Where there is color, Anderson does a good job of adding just enough of iit to keep the pages out of grey-scale, but still muting them enough so that they match the lighting of the scene well. Though these pages are moody and dark with all that ink, this is still a colorful book and better lit scenes feature much warmer hues from the fleshy pinks of exposed organs to the earthy browns and greens of Swamp Thing’s body. At times, the book does almost feel a little too brightly lit and colored for what I would expect from a horror title, but I don’t want to imply that every work of horror has to be all shadow and moonlight.

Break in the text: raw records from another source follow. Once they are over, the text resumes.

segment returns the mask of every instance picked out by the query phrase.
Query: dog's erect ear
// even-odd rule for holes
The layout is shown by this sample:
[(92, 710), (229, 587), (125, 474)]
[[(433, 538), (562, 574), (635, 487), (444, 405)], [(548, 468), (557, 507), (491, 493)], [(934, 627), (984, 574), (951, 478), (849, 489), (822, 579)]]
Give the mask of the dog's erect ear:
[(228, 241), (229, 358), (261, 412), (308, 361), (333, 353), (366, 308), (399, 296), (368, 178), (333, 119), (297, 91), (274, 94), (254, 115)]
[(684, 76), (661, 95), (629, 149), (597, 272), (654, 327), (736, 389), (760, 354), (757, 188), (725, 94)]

That being said, my biggest hope for the series moving forward is that Tynion really leans as hard into horror as he can. This issue has a good deal of body horror and the coming villain definitely feels creepy and may bring a helping of psychological horror along with them, but after this issue I’m not completely sold on how Dark this Justice League book is. My biggest fear is that the Justice League label and characters like Wonder Woman who are as shielded by editorial teams as they are magic bracers may hold the series back from really pushing the stakes and terrors as far as they could go. This is only the first issue, so I’m withholding any judgement until the actual threats of the series arrive, but I also feel that it isn’t a debut that immediately sent a chill down my spine or made me sure the book will be dark enough for my liking.

Justice League Dark #1 Review
Justice League Dark #1
Is it good?
The characterization of the team is excellent, and the art team does a great job conveying mood and delivering consistently rendered work on every page. I do have some reservations about how far the book will push the envelope and if I’ll be completely sold on Wonder Woman’s spot on the team, but I can confidently reserve those judgments for later after such a solid start to the series.
James Tynion IV excels at characterization and pacing out the exposition and plot in a way that feels natural.
Alvaro Martínez Bueno’s pencil work is clean and consistent throughout the issue with some excellent pages that feature explosive effects and transformations.
Raul Fernandez’s inks convey the mood of a lot of pages well in his generous use of solid black on the page.
Brad Anderson does a great job balancing the color values to fit the lighting of any given scene while working with a varied palette overall.
Though it is a solid start to the series, this issue didn’t fully sell me on how heavily into horror the book is willing to lean.
There were a number of pages that felt brighter than I would expect from a horror series, though I don’t want to push the coloration into a cookie cutter.
Wonder Woman feels like a justified addition to the team, but future issues will tell how much she adds to the dynamic beyond her power set.